If you've been paying close attention to your inbox, you've probably seen a few emails from us about the potential dangers that developments in AI could bring to the cyber-landscape. Things like:
- AI-powered phishing
- Deepfakes and AI-generated voices for social engineering
- Ai-powered bots circumventing CAPTCHAs
- AI-assisted malware
If AI technologies continue to develop at such a rapid pace, and if we also start seeing much wider implementations, then we could also expect a significant shakeup of the security ecosystem. But it may not be all doom and gloom. While there could be a lot of downsides and a range of new and high-powered attacks, there is also tremendous potential for AI to help us with our defenses.
AI-based technologies are nothing new in the cybersecurity world. One of the most important roles is in automated threat detection and response. Another involves operations that are led by security analysts, but which are augmented by machine learning insights.
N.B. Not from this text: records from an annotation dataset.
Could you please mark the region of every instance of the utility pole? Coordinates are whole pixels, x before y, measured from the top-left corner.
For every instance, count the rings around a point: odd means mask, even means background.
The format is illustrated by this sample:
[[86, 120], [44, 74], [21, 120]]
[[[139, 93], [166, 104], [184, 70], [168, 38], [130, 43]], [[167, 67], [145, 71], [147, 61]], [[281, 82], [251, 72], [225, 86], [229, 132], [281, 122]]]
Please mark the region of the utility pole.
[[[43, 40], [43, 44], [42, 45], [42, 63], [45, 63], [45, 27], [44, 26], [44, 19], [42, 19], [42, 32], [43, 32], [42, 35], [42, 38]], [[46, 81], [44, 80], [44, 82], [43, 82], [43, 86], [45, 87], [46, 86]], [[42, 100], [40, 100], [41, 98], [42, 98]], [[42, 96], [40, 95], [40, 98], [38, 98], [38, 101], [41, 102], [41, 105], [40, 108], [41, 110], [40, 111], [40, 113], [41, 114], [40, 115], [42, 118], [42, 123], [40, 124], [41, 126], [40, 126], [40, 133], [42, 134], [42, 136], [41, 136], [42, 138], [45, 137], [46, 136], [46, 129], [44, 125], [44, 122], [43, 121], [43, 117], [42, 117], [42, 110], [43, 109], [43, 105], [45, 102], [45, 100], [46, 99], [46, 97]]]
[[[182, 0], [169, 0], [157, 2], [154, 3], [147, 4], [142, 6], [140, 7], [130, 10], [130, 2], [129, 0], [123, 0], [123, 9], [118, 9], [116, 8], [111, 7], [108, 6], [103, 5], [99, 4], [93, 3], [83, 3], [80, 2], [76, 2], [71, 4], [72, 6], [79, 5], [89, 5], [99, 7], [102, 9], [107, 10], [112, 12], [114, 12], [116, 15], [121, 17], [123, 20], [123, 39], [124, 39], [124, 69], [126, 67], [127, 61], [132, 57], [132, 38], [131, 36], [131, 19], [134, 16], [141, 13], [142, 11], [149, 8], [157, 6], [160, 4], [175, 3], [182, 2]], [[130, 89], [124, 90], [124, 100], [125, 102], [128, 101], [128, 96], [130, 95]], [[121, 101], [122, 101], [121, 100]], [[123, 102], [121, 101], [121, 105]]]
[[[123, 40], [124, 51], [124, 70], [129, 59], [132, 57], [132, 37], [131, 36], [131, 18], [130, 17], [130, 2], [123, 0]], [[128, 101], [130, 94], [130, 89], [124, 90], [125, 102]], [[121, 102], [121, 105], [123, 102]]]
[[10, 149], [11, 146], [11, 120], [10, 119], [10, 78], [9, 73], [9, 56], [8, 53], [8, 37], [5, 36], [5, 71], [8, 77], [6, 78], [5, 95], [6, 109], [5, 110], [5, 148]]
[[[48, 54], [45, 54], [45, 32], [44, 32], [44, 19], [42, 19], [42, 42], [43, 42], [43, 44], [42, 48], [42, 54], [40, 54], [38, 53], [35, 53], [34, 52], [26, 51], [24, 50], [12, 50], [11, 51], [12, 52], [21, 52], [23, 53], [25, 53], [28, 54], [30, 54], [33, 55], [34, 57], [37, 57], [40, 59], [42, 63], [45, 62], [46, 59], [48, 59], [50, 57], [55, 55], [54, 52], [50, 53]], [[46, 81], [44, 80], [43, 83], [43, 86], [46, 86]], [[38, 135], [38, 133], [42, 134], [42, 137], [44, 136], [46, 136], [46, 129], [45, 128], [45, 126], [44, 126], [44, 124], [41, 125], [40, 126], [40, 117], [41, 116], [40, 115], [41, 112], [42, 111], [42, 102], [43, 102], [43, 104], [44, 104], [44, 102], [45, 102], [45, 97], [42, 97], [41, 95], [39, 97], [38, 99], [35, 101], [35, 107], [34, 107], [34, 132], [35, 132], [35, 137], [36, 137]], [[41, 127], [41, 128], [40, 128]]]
Some of the benefits of AI include:
- It’s able to analyze large volumes of threat data — Machine learning can help to trawl through large volumes of data, giving security teams threat intelligence almost in real time. It's not possible for humans to manually sort through this data and obtain insights so rapidly. The information from this analysis can help security teams funnel security resources to where they are needed, based on the current threat environment.
- It’s able to learn — Human analysts can review the alerts from these tools and then label them accordingly. Labeling false positives helps to train these models to avoid producing them in the future. Over time, this can make the model more accurate, and reduce the amount of time that human analysts have to spend reviewing false positives. These tools can also learn on their own, which means that they can update their enforcement practices over time, blocking new threats based on inferences that they have made in the past.
- It can help with task automation — A lot of security work is fairly repetitive and boring. Machine learning tools can help to automate this, freeing up personnel to work on more important matters.
Some popular security tools that use AI technologies include:
- CrowdStrike's Falcon Insight XDR (Extended Detection and Response)— An AI-powered endpoint detection and response tool.
- Splunk's User Behavior Analytics (UBA) — A tool that uses machine learning to detect suspicious and anomalous user behavior.
If developments in AI result in attackers being able to launch more sophisticated attacks, then it seems likely that we will also continue to see progress in these existing defensive tools. Hopefully they can keep up with any advances on the attacker’s side of the equation.
Will we have a new wave of security tools?
There are already new types of tools in development, powered by the recent advances in AI. One example is Microsoft's Security Copilot, which combine's OpenAI's GPT-4 with a security model from Microsoft.
At the time of writing, it was just in preview mode, so we haven't been able to try it out, other than to take a look at Microsoft's promotional materials. While these should be looked at with a heavy dose of skepticism, Microsoft claims that Security Copilot can take on a range of different prompts and then output responses from internal or external sources.
You can type in questions like:
- How can I improve my organization’s security posture?
- What are the latest security incidents?
It gives you back tailor-made responses.
You can also drop in files, code snippets and URLs and ask Security Copilot about them. You can even ask it for alerts and information from your other security tools. All of this is auditable.
While Security Copilot can give you useful responses to your queries and help to speed up tasks, it is built on top of GPT-4, and it comes with some of the same problems.
If you haven’t tried GPT-4 yourself, it can best be described as an occasionally brilliant intern who went off their meds. It’s faster than us, writes better than most of us, and knows things that we’d only expect experts to know. But it’s also a purveyor of BS and a master hallucinator. You can ask it to write you an essay on the French Revolution and you have equal chances of getting an A or being sent to the school counselor’s office.
GPT-4 is helpful, but it’s not reliable. You have to carefully scrutinize its output to determine whether or not it is actually correct, which means that you basically have to be an expert anyway.
This level of reliability is a serious concern when deploying these tools in the security arena. When a simple mistake can turn into a multi-million dollar data breach, would you trust the hallucinating intern? One moment it could tell you to ensure every account has two-factor authentication. The next, it could tell you to Tweet out the admin password. Something so unreliable sounds like a security nightmare.
At this stage, tools like Microsoft Security Copilot seem like they could help to speed up a lot of security work, but they need to be watched with eagle eyes, and all of their outputs need to be verified by skilled security professionals.
But over time, new tools will emerge, and they may become more accurate and powerful. Let’s see where they take us.